Lecture: 'Ephrem's Economic Self: Metaphors for the Moral Life' Who: Professor Jeffery Wickes, Saint Louis University When: Thursday April 3, 2014, 11:00 am Where: 3716 HBLL (South Entrance), Brigham Young University, Provo, Utah
About the Lecture: The earliest strains of biblical tradition depict sin using the language of 'stain' or 'burden.' But a range of economic metaphors for describing the moral life soon developed in post-biblical Aramaic culture. The Syriac poet Ephrem (d. 373 CE) uses these economic metaphors to describe his own poetic project. This presentation traces the development of this economics of the self, and asks why Ephrem used an explicitly moral vocabulary to depict himself and his theological poems.

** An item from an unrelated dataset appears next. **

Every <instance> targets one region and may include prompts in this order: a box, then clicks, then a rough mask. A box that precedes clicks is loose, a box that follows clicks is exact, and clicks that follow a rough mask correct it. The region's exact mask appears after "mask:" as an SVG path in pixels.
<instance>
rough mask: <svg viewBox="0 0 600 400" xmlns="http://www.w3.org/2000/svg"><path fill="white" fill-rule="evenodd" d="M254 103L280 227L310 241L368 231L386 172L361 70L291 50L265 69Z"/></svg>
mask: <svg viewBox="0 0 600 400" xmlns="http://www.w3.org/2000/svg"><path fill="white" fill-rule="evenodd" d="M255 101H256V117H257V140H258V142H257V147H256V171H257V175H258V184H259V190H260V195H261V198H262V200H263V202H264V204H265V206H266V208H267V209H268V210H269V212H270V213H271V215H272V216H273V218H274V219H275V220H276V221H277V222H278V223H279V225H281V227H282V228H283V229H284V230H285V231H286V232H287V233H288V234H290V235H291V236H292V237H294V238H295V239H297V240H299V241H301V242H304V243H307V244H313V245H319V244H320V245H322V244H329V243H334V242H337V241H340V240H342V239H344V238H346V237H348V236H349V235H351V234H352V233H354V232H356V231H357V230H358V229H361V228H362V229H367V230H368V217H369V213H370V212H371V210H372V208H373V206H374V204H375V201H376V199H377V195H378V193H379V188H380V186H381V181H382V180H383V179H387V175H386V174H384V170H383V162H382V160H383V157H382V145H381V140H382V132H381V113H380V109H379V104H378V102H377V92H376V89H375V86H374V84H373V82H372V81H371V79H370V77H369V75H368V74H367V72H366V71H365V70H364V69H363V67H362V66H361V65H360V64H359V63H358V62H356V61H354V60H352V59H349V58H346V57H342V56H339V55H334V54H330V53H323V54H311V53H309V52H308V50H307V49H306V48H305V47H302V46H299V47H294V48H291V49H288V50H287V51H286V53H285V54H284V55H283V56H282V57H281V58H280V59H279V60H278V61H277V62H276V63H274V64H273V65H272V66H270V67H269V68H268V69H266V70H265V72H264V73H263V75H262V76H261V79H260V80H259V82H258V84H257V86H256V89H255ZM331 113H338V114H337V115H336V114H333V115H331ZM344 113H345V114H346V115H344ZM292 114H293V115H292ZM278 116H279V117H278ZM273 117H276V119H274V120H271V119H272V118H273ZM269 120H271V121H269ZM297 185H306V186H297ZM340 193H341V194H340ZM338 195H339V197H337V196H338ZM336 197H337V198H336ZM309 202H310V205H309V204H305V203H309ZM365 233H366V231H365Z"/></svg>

About the Speaker: Professor Jeffery Wickes works on literature and theology in the late ancient Christian East (Greek, Syriac, Armenian). He took his PhD from the University of Notre Dame, where he wrote a dissertation entitled "Out of Books, A World: The Scriptural Poetics of Ephrem's Hymns on Faith." Before joining the department of theology at SLU, he spent a fellowship year (2011-12) at Harvard University's Dumbarton Oaks Research Library. He has an English translation of Ephrem the Syrian's Hymns on Faith forthcoming with Catholic University of America Press (Fathers of the Church series).
Sponsored by: This installment of CPART's 'Late Antiquity Lectures' is sponsored by BYU's Ancient Near Eastern Studies Program; Asian and Near Eastern Languages; and the Neal A. Maxwell Institute for Religious Scholarship.